Durch diesen Kardinal, von dem kaum anzunehmen war, daß er die Handlungen seines mächtigen toulousanischen Rivalen billigte, hatte sie erfahren, daß zwar der Erzbischof von Toulouse tatsächlich die erste Anklage wegen Hexerei veranlaßt zu haben schien, dann aber auf undurchsichtige Weise gezwungen worden war, zugunsten der königlichen Gerichtsbarkeit auf seinen Angeklagten zu verzichten.
»Die Eminenz von Toulouse hatte in Wirklichkeit nicht die Absicht, die Dinge so weit zu treiben, und da sie zumindest im Fall Eures Gatten nicht an Hexerei glaubte, hätte sie sich damit begnügt, ihm entweder vor dem Kirchentribunal oder vor dem Parlament von Toulouse einen Verweis zu erteilen. Aber man hat ihr den Angeklagten durch einen speziellen und von langer Hand vorbereiteten Verhaftbefehl aus den Händen gerissen.«
Mademoiselle erklärte dann, sie sei, während sie ihre Nachforschungen auf ihre hohe Verwandtschaft ausgedehnt habe, immer mehr zur Überzeugung gekommen, daß man Joffrey de Peyrac der geplanten Aktion des Parlamentstribunals von Toulouse gewaltsam entzogen habe.

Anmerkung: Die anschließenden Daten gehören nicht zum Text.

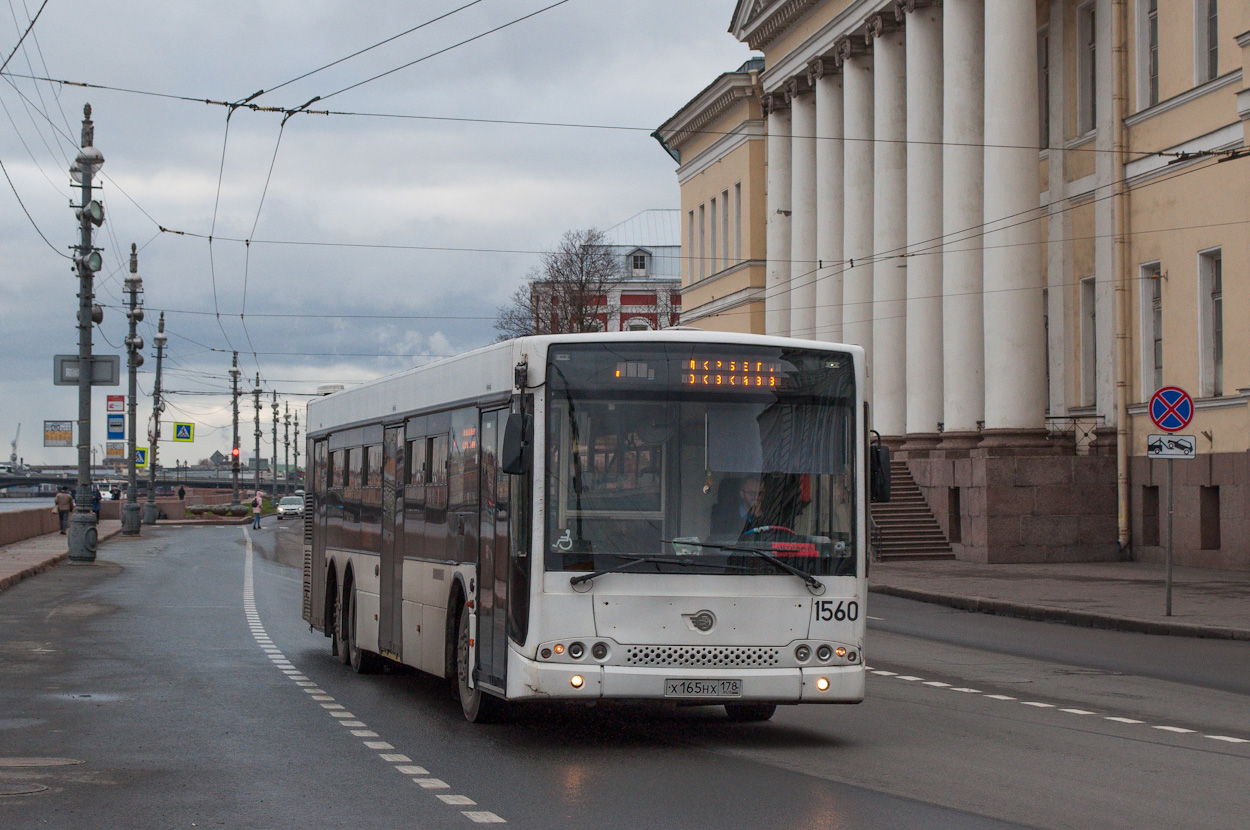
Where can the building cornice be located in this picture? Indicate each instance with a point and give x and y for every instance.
(759, 23)
(1184, 98)
(753, 130)
(708, 106)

»Ich weiß es aus dem Munde von Monsieur Masse-neau selbst, einem ehrenwerten Parlamentarier des Languedoc, der soeben aus mysteriösen Gründen nach Paris beordert wurde und vermutet, daß es sich dabei um die Angelegenheit Eures Gatten handelt.«
»Masseneau?« sagte Angélique nachdenklich.